Going to School on Debt. After really trying to give Gary a chance, and less than a month after the city’s School Board fired its school district’s interim chief financial officer, the Indiana legislature—in a state which does not specifically authorize municipalities to file for municipal bankruptcy―is trying to finalize new state legislation which would allow the state to take over the city’s school system. It would, if the final details are worked out, mark the first use of an emergency manager to assume responsibility for a local entity. The statutory language authorizing a state takeover is expected to incorporate specifics with regard to the process for selecting an emergency manager, as well as the scope of authority such a manager would have—or, as Dennis Costerison, a lobbyist for the state’s public school system described it for the Bond Buyer: “It will be a first, and it will be very interesting…We’ve never had a district go this far before.” The bill authorizes the Distressed Unit Appeals Board or DUAB to oversee the new emergency management process. The DUAB was created in 2008 to help distressed local governments deal with property tax revenues losses, but, so far, has only managed a few units. Under the legislation, DUAB will hold a public hearing on the Gary district’s finances. The state board will then select three financial managers, and the Gary school board will choose one of them. The manager will have a year’s tenure. The legislation authorizes the DUAB authority to “delay or suspend” a school the district’s principal and interest payments on loans from the Indiana Common School Loan Fund and recommend to the state board of finance that it make an interest-free loan with a six-year maturity. Micah Vincent, chair of DUAB and general counsel and policy director for the Indiana Office of Budget and Management, said the board has yet to work out the fine print of the takeover. Mr. Vincent hopes to fine tune the plan over the next month; DUAB will hold the public hearing this summer.

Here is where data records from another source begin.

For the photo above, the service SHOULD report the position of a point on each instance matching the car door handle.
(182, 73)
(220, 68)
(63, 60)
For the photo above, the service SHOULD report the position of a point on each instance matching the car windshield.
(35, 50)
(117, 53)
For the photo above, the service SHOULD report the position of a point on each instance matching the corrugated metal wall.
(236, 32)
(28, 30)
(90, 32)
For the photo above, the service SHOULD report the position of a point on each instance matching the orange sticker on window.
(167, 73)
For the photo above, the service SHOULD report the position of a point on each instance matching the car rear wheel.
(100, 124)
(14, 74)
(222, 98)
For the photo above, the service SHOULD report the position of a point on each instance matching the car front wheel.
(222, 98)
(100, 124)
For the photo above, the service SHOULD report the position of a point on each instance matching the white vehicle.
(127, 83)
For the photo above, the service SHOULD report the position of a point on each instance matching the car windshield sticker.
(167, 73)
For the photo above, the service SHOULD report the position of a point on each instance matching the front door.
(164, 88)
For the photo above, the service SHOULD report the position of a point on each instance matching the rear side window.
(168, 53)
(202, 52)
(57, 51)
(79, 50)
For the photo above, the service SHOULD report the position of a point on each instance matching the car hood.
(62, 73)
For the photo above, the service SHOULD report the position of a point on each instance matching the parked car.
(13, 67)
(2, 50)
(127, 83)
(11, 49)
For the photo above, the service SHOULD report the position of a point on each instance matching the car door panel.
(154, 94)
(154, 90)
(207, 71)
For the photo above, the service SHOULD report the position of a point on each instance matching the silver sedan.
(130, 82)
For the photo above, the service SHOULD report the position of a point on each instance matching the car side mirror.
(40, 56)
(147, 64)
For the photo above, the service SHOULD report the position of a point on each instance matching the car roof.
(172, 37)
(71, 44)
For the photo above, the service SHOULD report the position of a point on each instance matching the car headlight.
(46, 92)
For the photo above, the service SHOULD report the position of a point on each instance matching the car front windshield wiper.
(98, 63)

Mr. Vincent noted the board will be looking at other states’ programs, including that of Michigan, which is considered to have a relatively strong emergency management program. An emergency manager will likely begin his or her tenure with a comprehensive audit of all areas of the school district from “bookkeeping to bill paying,” according to Mr. Vincent, who declined to comment on whether the process or the emergency manager would have the ability to restructure bond debt, but noted that the current law only allows for the restructuring of state loan debt. The school corporation has $30.5 million of direct debt. That includes $13.8 million of general obligation bonds, and $16.4 million of state loans. It has another $44.3 million of underlying debt from Gary Building Corp. mortgage bonds. Its debt service fund had a negative ending balance of $349,000 as of fiscal 2013, an improvement from the $669,000 deficit in 2012 but down from the $2.4 million positive balance in 2009, bond documents show.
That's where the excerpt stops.